Il y a des trajectoires qui laissent songeur. Celle de Boris Becker, triple vainqueur de Wimbledon et six fois titré en Grand Chelem, en fait incontestablement partie. Condamné en 2022 pour fraude fiscale au Royaume-Uni, l’Allemand a passé huit mois derrière les barreaux avant d’être libéré. Et dans son nouveau livre, Inside, l’ancien champion raconte une anecdote qui illustre la dure réalité de la prison : un simple coup de cartes qui aurait pu mal tourner.

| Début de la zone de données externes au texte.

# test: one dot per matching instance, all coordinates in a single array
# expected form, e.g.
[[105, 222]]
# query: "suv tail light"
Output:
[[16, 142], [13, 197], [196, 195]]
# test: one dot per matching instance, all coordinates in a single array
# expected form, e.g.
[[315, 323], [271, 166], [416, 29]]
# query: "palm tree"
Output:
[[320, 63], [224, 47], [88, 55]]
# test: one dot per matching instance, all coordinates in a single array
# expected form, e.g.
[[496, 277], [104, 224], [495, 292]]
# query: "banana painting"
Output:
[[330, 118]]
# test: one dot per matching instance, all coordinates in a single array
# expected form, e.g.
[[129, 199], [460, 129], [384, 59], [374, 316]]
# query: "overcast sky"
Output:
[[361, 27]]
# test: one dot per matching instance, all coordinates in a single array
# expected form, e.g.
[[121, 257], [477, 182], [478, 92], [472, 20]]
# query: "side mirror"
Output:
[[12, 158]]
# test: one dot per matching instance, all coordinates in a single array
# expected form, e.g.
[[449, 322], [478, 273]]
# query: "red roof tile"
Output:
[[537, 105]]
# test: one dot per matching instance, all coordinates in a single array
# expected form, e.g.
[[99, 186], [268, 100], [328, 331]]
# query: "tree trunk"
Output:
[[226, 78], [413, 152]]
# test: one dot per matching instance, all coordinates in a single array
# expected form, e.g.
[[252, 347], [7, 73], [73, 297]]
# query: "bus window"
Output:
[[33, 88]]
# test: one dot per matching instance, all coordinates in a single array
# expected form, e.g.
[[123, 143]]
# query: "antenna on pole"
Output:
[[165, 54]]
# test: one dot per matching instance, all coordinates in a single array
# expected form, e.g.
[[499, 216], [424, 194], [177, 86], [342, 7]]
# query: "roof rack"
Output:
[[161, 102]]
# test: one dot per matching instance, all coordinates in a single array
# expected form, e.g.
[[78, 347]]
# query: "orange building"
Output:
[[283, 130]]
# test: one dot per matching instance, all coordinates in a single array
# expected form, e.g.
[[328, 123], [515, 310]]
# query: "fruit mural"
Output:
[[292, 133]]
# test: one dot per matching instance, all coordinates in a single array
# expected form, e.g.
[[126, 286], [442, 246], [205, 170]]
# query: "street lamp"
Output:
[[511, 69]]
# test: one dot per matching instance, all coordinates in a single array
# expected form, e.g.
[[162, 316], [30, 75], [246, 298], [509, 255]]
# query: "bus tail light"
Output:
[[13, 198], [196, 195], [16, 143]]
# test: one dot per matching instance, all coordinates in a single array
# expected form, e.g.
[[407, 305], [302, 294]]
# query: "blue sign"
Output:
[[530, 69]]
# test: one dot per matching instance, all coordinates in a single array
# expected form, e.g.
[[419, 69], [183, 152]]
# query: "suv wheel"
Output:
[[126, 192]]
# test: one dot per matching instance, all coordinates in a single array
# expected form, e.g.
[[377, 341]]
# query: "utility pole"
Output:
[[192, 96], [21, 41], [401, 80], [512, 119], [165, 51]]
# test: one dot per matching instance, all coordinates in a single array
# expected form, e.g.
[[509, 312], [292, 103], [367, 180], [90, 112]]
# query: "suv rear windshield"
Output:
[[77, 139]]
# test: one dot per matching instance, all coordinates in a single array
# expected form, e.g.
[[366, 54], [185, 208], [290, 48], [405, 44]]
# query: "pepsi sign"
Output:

Le poker comme échappatoire… et piège
Pour tromper l’ennui, Becker s’est laissé tenter par des parties de poker avec ses codétenus. Rien d’étonnant pour celui qui, après sa carrière de tennisman, avait endossé un rôle d’ambassadeur pour une grande room en ligne. Mais cette fois, les adversaires n’étaient ni des grinders, ni des fans de cartes, mais des prisonniers bien réels, certains issus du grand banditisme.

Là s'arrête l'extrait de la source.